Dialogue (Bobby-Hutcherson-Album)
Dialogue ist ein Jazz-Album von Bobby Hutcherson, aufgenommen von Rudy Van Gelder in Englewood Cliffs, New Jersey am 3. April 1965 und veröffentlicht auf Blue Note Records.
Das Album
Vorgeschichte
Zwei Jahre, nachdem der Vibraphonist Bobby Hutcherson erstmals bei einer Blue Note-Session als Sideman agierte, bei Jackie McLeans Album One Step Beyond – erhielt er im April 1965 erstmals Gelegenheit, ein Album unter eigenem Namen einzuspielen und zu veröffentlichen; eine vorangegangene Session (The Kicker) hatte Alfred Lion seinerzeit zurückgehalten, weil sie die identische Besetzung wie das Grant-Green-Album Idle Moments (vom November 1963) aufwies. Bob Blumenthal mutmaßte später in den liner notes zur Neuausgabe von Dialogue, dass das eher konventionelle Album The Kicker nicht zu Hutchersons stilistischer Entwicklung passte, die sich seit seiner Mitwirkung ab 1964 an Alben der Jazz-Avantgarde vollzog, wie Eric Dolphys Album Out to Lunch!, Tony Williams’ Life Time und Andrew Hills Judgment!. Dieser hatte als Komponist und Pianist maßgeblichen Anteil am Konzept des Dialogue-Albums. Mit Freddie Hubbard, Richard Davis hatte Hutcherson 1964 bei dem Dolphy-Album mitgewirkt. Der Vibraphonist erinnerte sich später an diese Phase des Free Jazz, dass die Musiker dieser Generation, die oft keine Cabaret Card hatten, um in Clubs aufzutreten, sich in Lofts zu Jam-Sessions oder in Parks zusammenfanden, um Neues auszuprobieren. Er erinnert sich, wie er heimfuhr voll von Eindrücken von einem Vortrag von Malcolm X an einer Straßenecke und einem Freiluft-Konzert von Sun Ra, um Dinge aufzuschreiben, nur um Teil dieser ganzen Entwicklung zu sein.[1] :
Die Musik des Albums
Das meiste Material des Dialogue-Album schrieb allerdings Andrew Hill; die Komposition „Idle While“ sowie das Titelstück steuerte Schlagzeuger Joe Chambers bei. Das Album etablierte Joe Chambers Rolle als Komponisten, was sich dann im nächsten Hutcherson-Album Components fortsetzen sollte. Der erste Titel, Andrew Hills Komposition „Catta“, ist ein Mambo im 8/8-Takt. Sam Rivers spielt ein Solo auf dem Tenor, begleitet von einem perkussiv agierenden Andrew Hill. Hubbard hat das zweite Solo, gefolgt von Hutchersons ausgedehntem Solospiel auf der weicher klingenden Marimba; es sei „eine Art von Stücken, in denen ich mich verlieren kann“, meinte Hutcherson später. Chambers’ „Idle While“ ist eine ruhig angelegte Komposition im 3/4-Takt. Beeindruckend ist nach A. B. Spellman (in den Original liner notes) das begleitende Bass-Spiel Richard Davis’ zu Hubbards und Hutchersons exzellenten Soli. Danach setzt Davis selbst zu seinem Solo ein, begleitet von der Rhythmusgruppe; anschließend improvisiert Rivers als Flötist.
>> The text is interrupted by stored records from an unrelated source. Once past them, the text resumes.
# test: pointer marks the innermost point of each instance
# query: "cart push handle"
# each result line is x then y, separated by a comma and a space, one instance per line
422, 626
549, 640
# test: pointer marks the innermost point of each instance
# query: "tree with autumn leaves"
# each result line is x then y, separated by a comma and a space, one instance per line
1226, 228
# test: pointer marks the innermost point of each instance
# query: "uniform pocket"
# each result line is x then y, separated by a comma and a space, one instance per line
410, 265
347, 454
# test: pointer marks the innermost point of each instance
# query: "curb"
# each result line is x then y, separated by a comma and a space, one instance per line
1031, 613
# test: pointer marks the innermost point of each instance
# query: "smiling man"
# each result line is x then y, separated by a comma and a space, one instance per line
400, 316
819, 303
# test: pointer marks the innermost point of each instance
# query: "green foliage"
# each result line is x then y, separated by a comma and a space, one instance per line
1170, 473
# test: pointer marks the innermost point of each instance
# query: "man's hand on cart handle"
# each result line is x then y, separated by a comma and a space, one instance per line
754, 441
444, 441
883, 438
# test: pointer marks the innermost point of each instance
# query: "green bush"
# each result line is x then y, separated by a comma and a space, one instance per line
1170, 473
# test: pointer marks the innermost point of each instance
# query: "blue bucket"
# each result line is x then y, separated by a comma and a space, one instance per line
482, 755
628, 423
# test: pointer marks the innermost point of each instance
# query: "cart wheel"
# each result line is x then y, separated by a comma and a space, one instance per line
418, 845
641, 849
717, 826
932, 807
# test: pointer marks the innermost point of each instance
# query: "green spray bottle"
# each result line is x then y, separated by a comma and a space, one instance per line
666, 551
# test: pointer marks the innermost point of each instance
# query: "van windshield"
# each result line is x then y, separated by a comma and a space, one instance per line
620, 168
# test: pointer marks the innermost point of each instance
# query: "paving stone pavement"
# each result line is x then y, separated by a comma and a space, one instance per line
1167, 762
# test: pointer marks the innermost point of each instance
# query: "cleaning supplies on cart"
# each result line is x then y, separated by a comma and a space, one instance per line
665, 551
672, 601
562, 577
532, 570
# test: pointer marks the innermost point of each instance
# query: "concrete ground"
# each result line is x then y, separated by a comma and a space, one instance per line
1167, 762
Das folgende „Les Noirs Marchants“ (Der Marsch der Schwarzen) wird im Marsch-Tempo begonnen, um sich danach in freier Gruppenimprovisation aufzulösen. Keiner spielt mehr eine führende Rolle; Joe Chambers beschrieb dies als Beispiel für den „Puls der Gruppe“.[2]
Die folgende Chambers-Komposition „Dialogue“ ist ähnlich offen angelegt; Chambers’ Konzept des freien rhythmischen Spiels erlaubt es der Rhythmusgruppe aus Vibraphon, Bass, Piano und Schlagzeug eine Art Rotation um den Beat und ständige Wechsel, in die die Bläser, darunter Rivers an der Bassklarinette, einsteigen. Hutcherson entwickelte hier die Idee, bewusst „keine Soli“ zu spielen; Vibraphon und Bassklarinette spielen kurze Duette; ähnlich Klavier und Bass, dann wieder Vibraphon und Hubbards Trompete.
Der letzte Titel des Originalalbums war Andrew Hills „Ghetto Lights“ im 6/4-Takt, ist im Vergleich zu den vorangegangenen Titel eher konventionell angelegt; er war inspiriert durch den Anblick der Slums auf den Hügeln von São Paulo. Es enthält ein lyrisches, mit dem Plunger-Dämpfer gespieltes Solo von Hubbard, anschließend ein liebliches, relaxtes Sopransaxophon-Solo von Sam Rivers. Hutcherson erscheint als Solist erst am Ende des ruhigen Stücks.
Wirkungsgeschichte
Der All Music Guide bewertete Dialogue 2001 mit der zweithöchsten Note; ebenso Richard Cook und Brian Morton in ihrem Penguin Guide to Jazz.[3] Sie bemerken, dass Dialogue das wohl ambitionierteste Album sei, das der Vibraphonist je aufgenommen habe. Vieles von der Energie der Out to Lunch-Session 1964 mit Eric Dolphy, bei der Hutcherson, Davis und Hubbard mitgewirkt hätten, sei auch auf diesem Album zu finden. Das wirklich erstaunlichste Stück der Dialogue-Session aber sei „Les Noirs Marchants“, seine Fähigkeit, sich in den musikalischen Räumen zwischen Hill und Chambers zu bewegen, sei bemerkenswert. Ian Carr bezeichnet die LP im Rough Guide Jazz als das klassische Album der Epoche.
Die Titel
- Bobby Hutcherson Sextet – Dialogue (Blue Note 84198 / 35586 / CDP 746537-2 /B21Y 46537)
- Catta (Hill) 7:17
- Idle While (Chambers) 7:21
- Les Noirs Marchant (Hill) 6:37
- Dialogue (chambers) 9:38
- Ghetto Lights (Hill) 6:12
- Jasper (Hill) 8:29 (Bonus-Track)
Literatur
- Bob Blumenthal: Liner notes zur Neuausgabe 2002
- Ian Carr, Digby Fairweather, Brian Priestley: Rough Guide Jazz. Der ultimative Führer zum Jazz. 1800 Bands und Künstler von den Anfängen bis heute. 2., erweiterte und aktualisierte Auflage. Metzler, Stuttgart/Weimar 2004, ISBN 3-476-01892-X.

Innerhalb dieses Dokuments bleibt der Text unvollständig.